Abstract

Endoscopic transsphenoidal surgery (ETS) for the resection of pituitary adenoma has become more common throughout the past decade. Although most patients have a short postoperative hospitalization, others require a more prolonged stay. We aimed to identify predictors for prolonged hospitalization in the setting of ETS for pituitary adenomas. A retrospective chart review as performed on 658 patients undergoing ETS for pituitary adenoma at a single tertiary care academic center from 2005 to 2019. Length of stay (LoS) was defined as date of surgery to date of discharge.
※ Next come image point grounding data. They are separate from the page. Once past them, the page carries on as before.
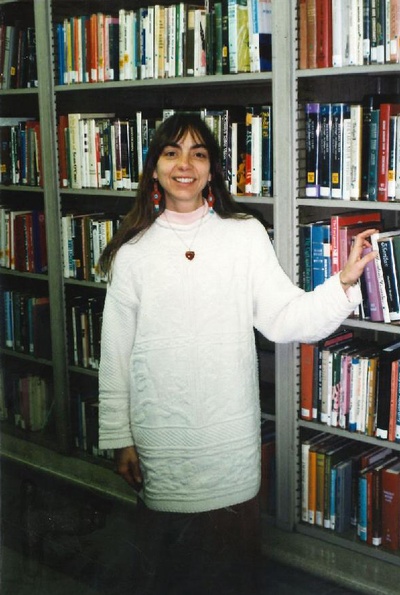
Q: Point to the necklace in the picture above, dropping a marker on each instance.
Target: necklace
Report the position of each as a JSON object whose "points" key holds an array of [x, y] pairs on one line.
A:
{"points": [[190, 253]]}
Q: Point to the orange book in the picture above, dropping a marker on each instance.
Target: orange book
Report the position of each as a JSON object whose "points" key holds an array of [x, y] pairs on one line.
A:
{"points": [[324, 33], [93, 49], [311, 33], [394, 385], [302, 16]]}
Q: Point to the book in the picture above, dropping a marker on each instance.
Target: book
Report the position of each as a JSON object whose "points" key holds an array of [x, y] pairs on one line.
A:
{"points": [[341, 521], [386, 110], [387, 260], [340, 220], [340, 138], [312, 115], [307, 380], [391, 507], [374, 529], [302, 20], [372, 289], [388, 354], [323, 33], [340, 33], [314, 492], [311, 14], [356, 118], [325, 149], [305, 448]]}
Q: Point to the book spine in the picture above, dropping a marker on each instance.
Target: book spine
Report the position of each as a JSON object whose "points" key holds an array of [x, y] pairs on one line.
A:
{"points": [[325, 150], [324, 33], [312, 115], [385, 247]]}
Patients with LoS in the top 10th percentile (prolonged LoS [PLS] >4 days, N = 72) were compared with the remainder (standard LoS [SLS], N = 586). The average age was 54 years and 52.5% were male. The mean LoS was 2.1 days vs 7.5 days (SLS vs PLS). On univariate analysis, atrial fibrillation (p = 0.002), hypertension (p = 0.033), partial tumor resection (p < 0.001), apoplexy (p = 0.020), intraoperative cerebrospinal fluid (ioCSF) leak (p = 0.001), nasoseptal flap (p = 0.049), postoperative diabetes insipidus (DI) (p = 0.010), and readmission within 30 days (p = 0.025) were significantly associated with PLS. Preoperative continuous positive airway pressure (CPAP) (odds ratio, 15.144; 95% confidence interval, 2.596-88.346; p = 0.003) and presence of an ioCSF leak (OR, 10.362; 95% CI, 2.143-50.104; p = 0.004) remained significant on multivariable analysis. For patients undergoing ETS for pituitary adenomas, an ioCSF leak or preoperative use of CPAP predicted PLS. Additional common reasons for PLS included postoperative CSF leak (10 of 72), management of DI or hypopituitarism (15 of 72), or reoperation due to surgical or medical complications (14 of 72).